Rapid deployment of lots of servers
I've got a task to deploy RHEL 7.4 to a bunch of servers (around 27) as quickly and efficiently as possible. I was thinking to do PXE boot kickstart installs using a single kickstart server.
The servers will have differing hard drive layouts (some with terabytes of space, some with maybe 500 gigs) - other hardware specs will differ (amount of RAM, number of processors)
There are some required partitions that need to be created because of security requirements (i.e. /var, /tmp, /var/log, /home, etc)
Except for /boot, all the other partitions should be LVM.
Hostnames and IP addresses can be added after the OS is installed (unless there's a quick easy way to apply that via kickstart).
The hardware is physically located in a remote data center, so a small team will fly in, do the OS and app installs, and then fly back.

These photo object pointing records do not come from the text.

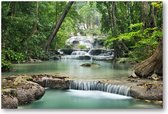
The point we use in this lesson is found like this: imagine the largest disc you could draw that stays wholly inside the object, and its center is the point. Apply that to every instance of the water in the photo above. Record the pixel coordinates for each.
(78, 99)
(73, 69)
(96, 85)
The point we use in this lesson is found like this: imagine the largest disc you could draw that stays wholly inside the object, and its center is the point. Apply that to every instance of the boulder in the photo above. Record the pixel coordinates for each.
(57, 83)
(28, 92)
(147, 91)
(9, 100)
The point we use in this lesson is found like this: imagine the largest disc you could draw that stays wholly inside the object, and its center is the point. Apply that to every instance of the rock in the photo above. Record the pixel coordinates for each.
(28, 92)
(57, 84)
(34, 60)
(155, 77)
(133, 75)
(147, 91)
(90, 65)
(9, 102)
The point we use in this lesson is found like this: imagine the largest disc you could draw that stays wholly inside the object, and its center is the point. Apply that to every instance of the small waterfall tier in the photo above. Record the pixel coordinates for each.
(97, 85)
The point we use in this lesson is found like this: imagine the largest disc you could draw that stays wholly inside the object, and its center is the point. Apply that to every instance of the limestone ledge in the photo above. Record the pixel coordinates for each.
(23, 89)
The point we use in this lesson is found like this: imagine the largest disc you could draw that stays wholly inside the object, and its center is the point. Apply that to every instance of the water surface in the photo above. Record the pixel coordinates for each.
(73, 69)
(78, 99)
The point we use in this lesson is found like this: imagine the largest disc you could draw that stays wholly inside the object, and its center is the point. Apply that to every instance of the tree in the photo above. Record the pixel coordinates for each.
(57, 26)
(153, 64)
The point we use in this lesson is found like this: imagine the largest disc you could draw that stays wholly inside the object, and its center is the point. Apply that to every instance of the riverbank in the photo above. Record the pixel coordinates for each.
(22, 89)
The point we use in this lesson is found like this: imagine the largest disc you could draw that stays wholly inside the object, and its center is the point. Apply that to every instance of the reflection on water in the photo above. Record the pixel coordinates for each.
(72, 68)
(78, 99)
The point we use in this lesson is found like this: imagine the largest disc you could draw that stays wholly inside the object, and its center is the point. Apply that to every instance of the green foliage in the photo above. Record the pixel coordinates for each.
(9, 56)
(81, 46)
(141, 43)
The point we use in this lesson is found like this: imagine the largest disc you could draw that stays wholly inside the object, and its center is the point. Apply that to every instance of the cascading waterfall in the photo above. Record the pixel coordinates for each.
(97, 85)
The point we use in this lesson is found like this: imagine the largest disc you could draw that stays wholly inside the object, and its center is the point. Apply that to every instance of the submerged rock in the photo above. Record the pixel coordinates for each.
(90, 65)
(28, 92)
(9, 102)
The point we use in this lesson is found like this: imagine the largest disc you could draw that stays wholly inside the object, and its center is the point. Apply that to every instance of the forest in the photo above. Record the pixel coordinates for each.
(82, 54)
(132, 29)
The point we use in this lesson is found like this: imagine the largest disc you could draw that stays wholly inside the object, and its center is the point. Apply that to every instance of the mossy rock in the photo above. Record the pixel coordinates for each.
(90, 65)
(22, 79)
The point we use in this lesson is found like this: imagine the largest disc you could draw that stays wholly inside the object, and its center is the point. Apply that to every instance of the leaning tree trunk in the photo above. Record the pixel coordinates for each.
(57, 26)
(151, 65)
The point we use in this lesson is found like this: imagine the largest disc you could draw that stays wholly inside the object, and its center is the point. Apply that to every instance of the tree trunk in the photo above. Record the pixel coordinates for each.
(151, 65)
(57, 26)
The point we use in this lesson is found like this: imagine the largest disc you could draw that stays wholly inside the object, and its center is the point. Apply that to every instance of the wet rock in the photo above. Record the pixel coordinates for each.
(155, 77)
(57, 84)
(28, 92)
(9, 102)
(133, 75)
(90, 65)
(147, 91)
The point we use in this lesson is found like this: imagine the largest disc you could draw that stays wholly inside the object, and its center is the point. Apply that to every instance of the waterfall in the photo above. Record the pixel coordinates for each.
(97, 85)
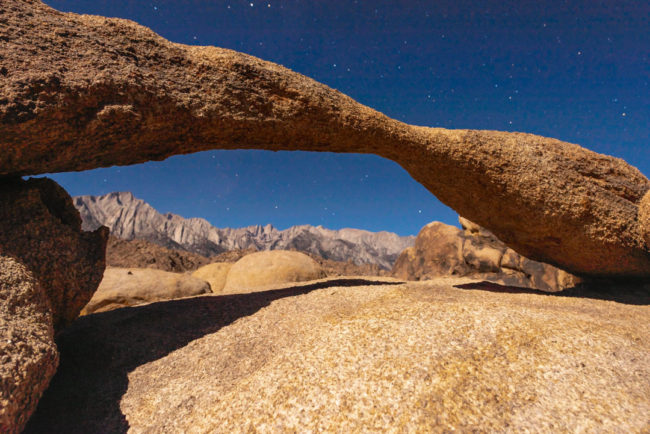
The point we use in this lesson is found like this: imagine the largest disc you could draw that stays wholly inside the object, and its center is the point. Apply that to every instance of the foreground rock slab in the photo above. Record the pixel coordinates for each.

I was thinking to build the kickstart server on a laptop that is ready to go when they get down there; it should be as plug and play as possible when they arrive.
This is kind of an open-ended question - I'm kind of fishing for suggestions, ways to make things go quicker/smoother, open to ideas I haven't thought of yet.
Thanks!
Paul
Responses
Hi Paul,
Here's some possible approaches....
1) build one server the way you like it, use the resultant /root/anaconda.ks (spelling of file may differ slightly) and then adjust it to suit your needs for more servers. Create a web server, put that file on the system so it is viewable and wget-able and use that to build subsequent systems. You'll have to adjust the "network" line of the file for other subsequent systems. Make a sane approach to packages and partitioning. Generally people don't consider their storage needs and later decide they needed more under whatever given partition is later suffering.
2) Do you have a Red Hat Satellite server? If so, you can use the provisioning method and make a PXE server, see docs.redhat.com.
3) Are you using VMware? If so, you can build a box and clone it. But you REALLY ought to carefully change some important things like machine ssh keys, and there's some other things you should change (maybe even consider changing the install date of the basesystem rpm, only modifying the rpm date to show when it was "built" or "cloned" as one of our astute members here in the discussion discussed some years back).
It's not highly documented but you can use an %include http://yourwebserver.example.com/path/to/partitioning.txt for partitioning and an %include for many other things including networking and other factors. You can of course code all of this into individual kickstarts as well. You can make a packages file and run the include as well. you can have individual scripts you wish so you can have a "cleaner" kickstart. I use many %includes for scripts, network, partitioning security-related scripts then make a CNAME for the various isolated networks I have then I can have one kickstart for multiple isolated networks and the kickstart works because the content is different on each given isolated network.
If you CAN use PXE, that may be a wonderful thing for you. The questions (I don't know your infrastructure here), are if you do or do not have a Red Hat Satellite server or if you're going to make your own PXE server without the use of a Satellite server.
There are a number of approaches, and I didn't even bother discussing the use of Puppet or Ansible, both are highly useful.